Pub Date : 2025-02-01DOI: 10.1016/j.niox.2024.12.001
Filipe Rodolfo Moreira Borges Oliveira , Thiele Osvaldt Rosales , Daiane Mara Bobermin, Marina Delgobo, Alfeu Zanotto-Filho, Regina Sordi, Jamil Assreuy
Aim
Sepsis and septic shock remain are significant causes of mortality in the world. The inflammatory response should be at the basis of all organ dysfunction such as cardiovascular dysfunction, characterized by severe hypotension refractory to volume replacement and vasoconstrictor therapy. Nitric oxide (NO) has been implicated as a key element in both inflammatory and cardiovascular components of sepsis. In addition to activating soluble guanylate cyclase and potassium channels, NO also modifies proteins post-translationally by reacting with protein thiol groups, yielding S-nitrosothiols (RS-NO), which can act as endogenous NO reservoirs. Besides its use in quantifying free sulfhydryl groups of proteins and non-protein thiols, DTNB [5,5′-dithiobis-(2-nitrobenzoic acid)] has also been used as a pharmacological tool due to its specificity for oxidizing reactive sulfhydryl groups. Here we aimed to investigate the effects of DTNB in the inflammatory aspects of a sepsis model and to verify whether its effects can be attributed to S-denitrosylation.
Methods
Anesthetized female Swiss mice were intratracheally injected with 1 × 108 CFU of K. pneumoniae. Twelve hours after pneumonia-induced sepsis, the animals were injected with vehicle (sodium bicarbonate 5 %, s.c.) or DTNB (31.5, 63 and 126 μmol/kg, s.c.). Twenty-four hours post-sepsis induction, plasma, bronchoalveolar lavage (BAL), and lung tissues were collected for assays (protein, cell count, nitrite + nitrate levels (NOx), cytokine levels, and sulfhydryl groups).
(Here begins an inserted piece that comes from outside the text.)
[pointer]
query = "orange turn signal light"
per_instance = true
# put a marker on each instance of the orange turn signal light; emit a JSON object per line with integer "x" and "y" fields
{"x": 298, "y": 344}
In addition, lung S-nitrosylated proteins were visualized by a modified tissue assay for S-nitrosothiols.
Results
Sepsis induced a significant vascular leakage in the lungs and elevated NOx levels in BAL, both reduced by DTNB. BAL leukocytosis and elevated IL-1β induced by sepsis were also reduced by DTNB, whereas it did not affect bacterial dissemination to liver, heart and BAL. Sepsis reduced free sulfhydryl groups in BAL and lung and DTNB did not change it. On the other hand, DTNB substantially reduced protein S-nitrosylation levels in the lung parenchyma and halved sepsis-induced mortality in septic mice.
Conclusion
Our results show that the administration of DTNB 12 h after bacterial instillation reduced most of the local inflammatory parameters and, more importantly, decreased mortality. These beneficial effects may be due to S-denitrosylation of RS-NO pools carried out by DTNB. Since DTNB was effective in reducing the inflammatory process after its onset, this mechanism of action could serve as a valuable proof of concept for compounds that can be useful to interfere with sepsis outcome.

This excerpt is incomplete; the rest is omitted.